A lot of spam is just a link to a page for someone to download malware or enter card details. It is already relatively easy to get these taken down if you care enough to, but a waste of time as the senders have moved on by then. The idea that spammers cannot make something that people tricked by their scam will use, but that insulates them from time wasters, is ridiculous.
It wastes my time and spammers will create new addresses automatically
Already a reality for phone spammers/scammers: https://jollyrogertelephone.com/
So the two AIs will be talking to each other, trying to suss out if the other is fake (a sort of Turing test), trying to con the other to keep talking or to really buy in?
Reminds me of Adventure Time Season 4, episode 10: Goliad

https://adventuretime.fandom.com/wiki/Goliad_(episode)

(Spoilers follow)

> Princess Bubblegum is concerned over her mortality, and reveals her designated successor to Finn and Jake. However, things get out of control when the heir turns against Princess Bubblegum.

> […] The heir is Goliad, a pink Sphinx with a mound on her forehead […]

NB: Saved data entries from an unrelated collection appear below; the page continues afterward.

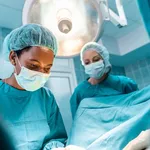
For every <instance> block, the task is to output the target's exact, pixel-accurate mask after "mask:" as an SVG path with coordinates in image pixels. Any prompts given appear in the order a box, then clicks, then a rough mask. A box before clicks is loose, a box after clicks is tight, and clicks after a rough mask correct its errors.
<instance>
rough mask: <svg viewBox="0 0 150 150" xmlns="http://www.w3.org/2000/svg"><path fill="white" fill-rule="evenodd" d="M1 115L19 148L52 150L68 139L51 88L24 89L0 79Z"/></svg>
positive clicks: (37, 149)
mask: <svg viewBox="0 0 150 150" xmlns="http://www.w3.org/2000/svg"><path fill="white" fill-rule="evenodd" d="M0 117H2V119H3V120H4V121H5V124H6V127H7V128H8V130H9V132H10V135H11V136H12V138H13V142H14V144H15V146H16V149H17V150H51V149H52V148H57V147H63V145H64V144H63V143H65V141H66V138H67V135H66V131H65V128H64V124H63V121H62V117H61V115H60V113H59V109H58V106H57V104H56V101H55V98H54V96H53V94H52V93H51V92H50V91H49V90H48V89H47V88H41V89H39V90H37V91H35V92H28V91H21V90H18V89H16V88H13V87H11V86H10V85H8V84H6V83H4V82H3V81H2V80H0Z"/></svg>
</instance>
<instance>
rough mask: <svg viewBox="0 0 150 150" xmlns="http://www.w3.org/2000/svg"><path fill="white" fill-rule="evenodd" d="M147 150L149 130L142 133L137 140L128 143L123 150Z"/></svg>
mask: <svg viewBox="0 0 150 150" xmlns="http://www.w3.org/2000/svg"><path fill="white" fill-rule="evenodd" d="M143 149H145V150H149V149H150V130H146V131H142V132H141V133H140V134H139V136H138V137H137V138H135V139H134V140H132V141H131V142H129V143H128V145H127V146H126V147H125V148H124V149H123V150H143Z"/></svg>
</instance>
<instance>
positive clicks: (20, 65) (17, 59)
mask: <svg viewBox="0 0 150 150" xmlns="http://www.w3.org/2000/svg"><path fill="white" fill-rule="evenodd" d="M16 57H17V61H18V64H19V66H20V68H21V67H22V65H21V63H20V61H19V58H18V56H17V54H16ZM15 73H16V74H17V70H16V67H15Z"/></svg>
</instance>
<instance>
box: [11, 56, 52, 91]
mask: <svg viewBox="0 0 150 150" xmlns="http://www.w3.org/2000/svg"><path fill="white" fill-rule="evenodd" d="M18 62H19V59H18ZM19 64H20V62H19ZM20 67H21V71H20V73H19V75H17V74H16V73H14V75H15V78H16V80H17V83H18V84H19V85H20V86H21V87H22V88H23V89H25V90H27V91H36V90H38V89H40V88H41V87H43V86H44V85H45V83H46V82H47V80H48V79H49V76H50V74H46V73H41V72H38V71H33V70H30V69H28V68H25V67H24V66H21V64H20Z"/></svg>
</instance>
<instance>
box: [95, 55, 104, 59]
mask: <svg viewBox="0 0 150 150" xmlns="http://www.w3.org/2000/svg"><path fill="white" fill-rule="evenodd" d="M95 57H99V58H101V56H100V55H96V56H94V57H93V58H95ZM101 59H102V58H101Z"/></svg>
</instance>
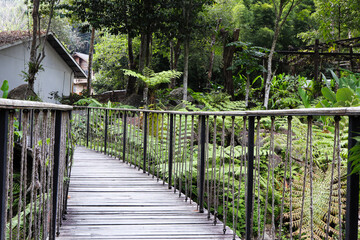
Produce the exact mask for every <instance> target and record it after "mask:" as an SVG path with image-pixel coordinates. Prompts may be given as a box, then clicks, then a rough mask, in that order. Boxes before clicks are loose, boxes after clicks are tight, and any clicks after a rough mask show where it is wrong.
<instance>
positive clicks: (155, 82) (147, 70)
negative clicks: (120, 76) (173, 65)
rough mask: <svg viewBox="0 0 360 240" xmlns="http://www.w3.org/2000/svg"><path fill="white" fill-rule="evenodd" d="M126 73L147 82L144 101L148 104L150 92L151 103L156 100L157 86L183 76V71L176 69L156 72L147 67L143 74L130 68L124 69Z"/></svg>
mask: <svg viewBox="0 0 360 240" xmlns="http://www.w3.org/2000/svg"><path fill="white" fill-rule="evenodd" d="M124 74H125V75H127V76H132V77H136V78H138V79H140V80H142V81H143V82H144V83H145V89H144V102H145V104H146V105H148V98H147V97H148V92H149V95H150V103H154V101H155V89H154V88H155V86H157V85H159V84H161V83H170V80H171V79H173V78H179V77H180V76H181V74H182V73H181V72H177V71H174V70H169V71H162V72H159V73H155V72H154V71H153V70H151V69H150V68H147V67H145V68H144V71H143V74H144V75H143V74H140V73H137V72H134V71H131V70H129V69H124Z"/></svg>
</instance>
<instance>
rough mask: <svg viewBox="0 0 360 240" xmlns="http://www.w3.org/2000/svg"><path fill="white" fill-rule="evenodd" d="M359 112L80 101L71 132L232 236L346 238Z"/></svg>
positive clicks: (234, 238) (357, 216) (352, 190)
mask: <svg viewBox="0 0 360 240" xmlns="http://www.w3.org/2000/svg"><path fill="white" fill-rule="evenodd" d="M359 116H360V108H335V109H299V110H275V111H241V112H240V111H239V112H175V111H151V110H129V109H106V108H77V109H76V110H74V117H73V119H74V126H73V127H74V128H73V132H74V134H75V136H76V137H75V138H76V139H78V142H77V144H79V145H83V146H86V147H88V148H90V149H93V150H96V151H99V152H104V153H105V154H107V155H110V156H113V157H116V158H118V159H120V160H122V161H124V162H126V163H127V164H129V165H131V166H133V167H134V168H136V169H139V170H140V169H142V170H143V172H144V173H147V174H149V175H150V174H151V175H152V177H153V178H156V179H157V181H162V182H163V184H167V185H168V188H169V189H173V191H174V193H177V194H179V196H181V195H185V201H189V202H192V201H196V202H197V204H198V210H199V212H206V210H205V209H207V210H208V211H207V214H208V219H209V221H212V222H213V224H214V225H216V224H217V223H218V221H219V219H220V220H221V221H223V222H224V223H225V224H227V225H229V226H230V227H232V228H233V229H234V239H235V237H236V236H235V234H238V236H240V237H241V238H244V239H264V238H265V239H268V238H271V239H283V238H285V239H304V238H305V239H348V240H350V239H357V238H358V212H359V175H358V174H350V172H351V169H352V167H351V162H349V163H348V161H347V155H348V149H351V148H352V147H353V146H355V144H356V141H355V139H354V137H355V136H357V135H359V133H360V118H359ZM320 125H321V126H320ZM350 155H351V154H350ZM225 231H226V228H225V225H224V233H225Z"/></svg>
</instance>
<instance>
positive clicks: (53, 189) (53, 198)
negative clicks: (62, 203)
mask: <svg viewBox="0 0 360 240" xmlns="http://www.w3.org/2000/svg"><path fill="white" fill-rule="evenodd" d="M55 114H56V116H55V139H54V140H55V142H54V172H53V189H52V195H53V197H52V198H53V199H52V200H53V202H52V219H51V233H50V240H55V237H56V235H59V232H56V216H57V210H58V209H57V203H58V183H59V166H60V151H61V149H60V146H61V125H62V123H61V119H62V112H61V111H60V110H57V111H56V112H55Z"/></svg>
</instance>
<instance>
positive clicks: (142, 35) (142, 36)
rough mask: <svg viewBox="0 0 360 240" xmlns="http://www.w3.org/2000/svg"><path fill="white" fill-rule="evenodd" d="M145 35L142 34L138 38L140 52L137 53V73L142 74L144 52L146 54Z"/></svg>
mask: <svg viewBox="0 0 360 240" xmlns="http://www.w3.org/2000/svg"><path fill="white" fill-rule="evenodd" d="M147 36H148V35H147V34H146V33H142V34H141V36H140V52H139V72H140V73H142V72H143V70H144V67H145V62H146V52H147V47H148V46H147V42H148V41H147Z"/></svg>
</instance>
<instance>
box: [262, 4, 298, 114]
mask: <svg viewBox="0 0 360 240" xmlns="http://www.w3.org/2000/svg"><path fill="white" fill-rule="evenodd" d="M272 1H273V6H274V10H275V16H276V18H275V26H274V37H273V40H272V44H271V48H270V52H269V55H268V59H267V61H268V63H267V76H266V80H265V98H264V107H265V108H266V109H268V103H269V96H270V87H271V79H272V76H273V73H272V59H273V56H274V53H275V47H276V43H277V40H278V37H279V34H280V30H281V28H282V26H283V25H284V23H285V22H286V19H287V18H288V16H289V14H290V13H291V11H292V10H293V9H294V8H295V7H296V6H297V5H298V4H299V3H300V2H301V1H302V0H272Z"/></svg>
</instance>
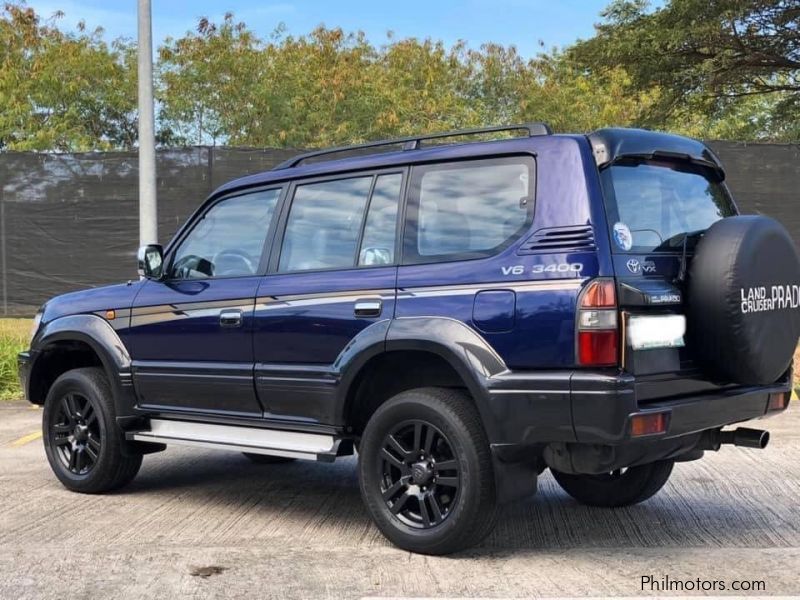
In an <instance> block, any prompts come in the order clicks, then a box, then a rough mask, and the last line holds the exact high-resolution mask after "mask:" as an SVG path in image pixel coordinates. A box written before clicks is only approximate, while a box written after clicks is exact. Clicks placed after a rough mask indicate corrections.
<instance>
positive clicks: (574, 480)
mask: <svg viewBox="0 0 800 600" xmlns="http://www.w3.org/2000/svg"><path fill="white" fill-rule="evenodd" d="M674 464H675V461H672V460H661V461H658V462H654V463H650V464H647V465H640V466H637V467H629V468H627V469H619V470H617V471H613V472H612V473H603V474H602V475H568V474H567V473H560V472H558V471H554V470H552V469H551V471H552V473H553V477H554V478H555V480H556V481H557V482H558V485H560V486H561V487H562V488H563V489H564V491H565V492H567V493H568V494H569V495H570V496H572V497H573V498H575V500H577V501H578V502H580V503H582V504H587V505H589V506H603V507H606V508H615V507H619V506H630V505H631V504H638V503H639V502H644V501H645V500H647V499H648V498H651V497H652V496H654V495H655V494H656V493H657V492H658V491H659V490H660V489H661V488H662V487H664V484H666V483H667V480H668V479H669V476H670V474H671V473H672V467H673V466H674Z"/></svg>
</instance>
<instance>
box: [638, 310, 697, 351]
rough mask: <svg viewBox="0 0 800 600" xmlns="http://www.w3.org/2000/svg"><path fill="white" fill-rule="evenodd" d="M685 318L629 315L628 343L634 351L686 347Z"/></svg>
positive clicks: (680, 317) (681, 316) (641, 315)
mask: <svg viewBox="0 0 800 600" xmlns="http://www.w3.org/2000/svg"><path fill="white" fill-rule="evenodd" d="M685 334H686V317H684V316H683V315H653V316H644V315H631V316H630V317H629V318H628V342H629V343H630V346H631V348H633V349H634V350H650V349H653V348H681V347H683V346H685V345H686V343H685V342H684V339H683V336H684V335H685Z"/></svg>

> […] Goliad reveals that her mound concealed a third eye, and proceeds to psychically control Finn and the obstacles in the course for a perfect completion. She explains that with her in control, everything would be perfect. […]

> […]

> […] Finn and Jake confront Goliad but are beaten by her psychic powers. Goliad tries to read Finn's mind, and Finn narrowly avoids revealing the plan by interrupting his memories with nonsense. The new creature; another sphinx with an eagle's head, white feathers, and golden hair; rescues Finn and battles Goliad. Goliad tries to convince her brother, named Stormo, that they should work together, but Stormo refuses by screeching. They engage in a psychic showdown, but with their powers matched the two creatures are eternally locked in a mental stalemate.

Never thought I'd see Adventure Time reference on HN .
Sounds absurd all right. But what's to prevent this from being the future of the internet?
How about 2 AI developing a language to be able to speak to each other

https://www.imdb.com/title/tt0064177/

Fun idea but impersonating someone else, especially your customer, sounds like a way to land in hot water. Also LLMs are not exactly cheap.
I think for next few years that will be cost prohibitive for 95% of Americans.